En arrivant sur le boulevard de la Plage, je lui propose de passer par le centre
avant de remonter vers le phare. En parfaite guide touristique, je lui fais
découvrir l’incontournable boulangerie Frédélian et la poissonnerie Boulan.
- Et pour terminer ce tour d’horizon, la petite supérette du coin ! Si tu veux
trouver un supermarché digne de ce nom, tu es obligé de retourner à
Claouey, à une quinzaine de kilomètres d’ici.
En voyant le gros matou à poil roux qui arrive vers nous, je m’exclame:
- Quelle bonne surprise !
Je me baisse pour le caresser.
- C’est ton chat ?
- Non, mais il passe me voir de temps à autre aux Cabanes. La première
fois qu’il est venu, il n’était pas en forme. Je l’ai nourri et depuis, on est
amis.
- Il a un nom ?
- Benoît et les enfants l’appellent Garfield et moi… Siddharchat !

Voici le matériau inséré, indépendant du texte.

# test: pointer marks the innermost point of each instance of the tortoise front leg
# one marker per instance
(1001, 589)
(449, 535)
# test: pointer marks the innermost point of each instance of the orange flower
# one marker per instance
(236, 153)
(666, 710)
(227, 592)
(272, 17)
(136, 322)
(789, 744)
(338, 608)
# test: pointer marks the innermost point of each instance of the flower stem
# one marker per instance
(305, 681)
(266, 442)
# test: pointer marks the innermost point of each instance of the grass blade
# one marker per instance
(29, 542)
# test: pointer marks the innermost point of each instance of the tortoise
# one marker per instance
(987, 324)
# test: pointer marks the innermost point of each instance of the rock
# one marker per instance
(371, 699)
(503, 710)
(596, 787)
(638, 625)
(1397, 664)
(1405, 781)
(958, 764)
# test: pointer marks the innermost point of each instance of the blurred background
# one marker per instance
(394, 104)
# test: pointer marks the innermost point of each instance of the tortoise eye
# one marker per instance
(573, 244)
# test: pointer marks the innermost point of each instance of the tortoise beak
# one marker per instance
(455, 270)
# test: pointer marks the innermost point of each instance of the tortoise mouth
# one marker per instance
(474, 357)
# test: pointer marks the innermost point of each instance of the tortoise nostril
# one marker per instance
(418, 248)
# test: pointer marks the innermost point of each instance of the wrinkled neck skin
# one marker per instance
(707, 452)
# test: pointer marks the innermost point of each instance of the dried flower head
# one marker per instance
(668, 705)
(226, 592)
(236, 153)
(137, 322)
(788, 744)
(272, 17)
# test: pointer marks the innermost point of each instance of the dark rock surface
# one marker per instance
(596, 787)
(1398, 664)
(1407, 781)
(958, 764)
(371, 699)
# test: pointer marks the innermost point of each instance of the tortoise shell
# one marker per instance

Samuel se marre en entendant ce jeu de mots. Je me relève et nous reprenons
notre marche.
- Est-ce que tu sais où je peux trouver un surf-shop ? J’aimerais aller me
louer une planche.
- Je te conseille le ManlyShop, sur la rue des Mouettes.
Je m’arrête et lui montre le bout de la rue.
- Dis-leur que tu loges aux Cabanes, ils te feront un prix.
- Merci pour cette balade, Mathilde.
- À plus tard…
Je m’éloigne tranquillement, mon « chat-peron » roux toujours sur mes talons.
Cette marche improvisée avec Samuel était très agréable. La gêne du début
s’est vite transformée en une franche camaraderie. Je réalise qu’il ne m’a même
pas parlé de son documentaire. C’est assez smart de sa part, sachant
qu’« accessoirement » c’est pour ça qu’il est venu.
- Tant qu’il joue au vacancier, moi ça me va ! lançais-je en riant à
Siddharchat, alors que nous arrivons aux Cabanes.